The union had earlier demanded that SAB’s Zenzele empowerment scheme, which includes an employee share ownership programme, gets paid out early when the merger occurs.
Like many broad-based schemes, Zenzele entails indirect ownership of shares that will “vest” and become real tradeable shares after a lock-in period.
That vesting is in 2020, but Fawu wants it accelerated in line with the accelerated exercise of executive share plans that form part of the merger.
The commission’s condition on BEE, however, advocates more or less the opposite. It demands that the merged company maintain its black ownership and timeously create a replacement for Zenzele before the 2020 vesting date.
Fawu has promised to argue its case at the tribunal and even take it to the Constitutional Court if need be.
The other important condition on the merger is that the company get rid of SABMiller’s 26.5% interest in listed alcohol group Distell. The shares in Distell are worth about R9 billion and the merged company has three years to get rid of them.
Distell is the avenue through which SAB has cider brands in the local market. AB InBev has also recently been building up a cider business and the commission was worried that competition would suffer when AB InBev gains influence on the Distell board.
Distell’s majority shareholders, Remgro and Capevin Holdings, already said they would act “in the best interests” of their own and Distell’s shareholders. They said they “will await SABMiller’s response to the aforesaid condition and, with due consideration to the rights they have, act in the best interest of Remgro, Capevin Holdings, Distell and their respective shareholders”.
This suggests that they have the first right to buy the shares when SABMiller sells them.
The announcement of the condition saw Distell’s share price rise 3% during the week.
In Europe, the competition authorities got AB InBev to agree to sell all of SABMiller’s beer businesses on the continent.
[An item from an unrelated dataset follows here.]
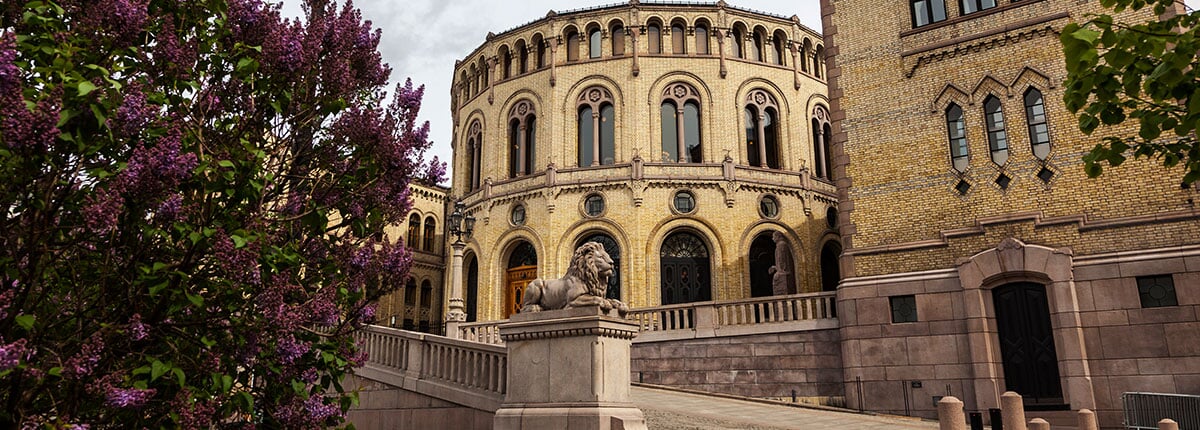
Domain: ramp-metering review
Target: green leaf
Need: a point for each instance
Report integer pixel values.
(25, 321)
Many of these have already been sold to Japanese rival Asahi Breweries. Another condition imposed on the merging companies is that they do not use their ownership of the fridges in liquor stores or bars to keep out smaller breweries. In outlets that only have AB InBev-owned coolers, 10% of one fridge must be open for the smaller brands. This would have little effect on the craft-beer sector as far as bars, taverns and independent liquor stores were concerned, said Jason Cedarmore, owner of Craft Liquor Merchants. The company distributes about 60% of the country’s craft beers. According to Cedarmore, there had not really been a problem with accessing independent stores or bars, though the 10% condition might help when there were negotiations with the big retailers such as Makro or Pick n Pay, he told City Press. The commission’s remaining demands of the merging beer giants are mostly unsurprising. They include the commitment to provide R1 billion in funding, over five years, to emerging black farmers in the brewing value chain that had earlier been negotiated with Economic Development Minister Ebrahim Patel.
The other conditions by and large entail not changing SABMiller’s current operations in South Africa too much.
The new merged giant has agreed to continue: its supply of metal bottle caps to competitors in South Africa through Coleus Packaging; supplying competitors from its hops and barley farms; the current proportion of local production; honouring contracts with its suppliers; and its owner-driver programme.
There will be no retrenchments related to the merger in South Africa, promised AB InBev.
Because SAB has a pervasive distribution system in South Africa, it is likely that AB InBev will ditch its current local distributor, DGB. Anyone who loses a job there as a result will get hired by the merged company.
In another development, Bloomberg reported this week that the US justice department was poised to approve the merger of AB InBev and SABMiller, as long as the beer behemoth agreed not to edge craft brewers off shelves.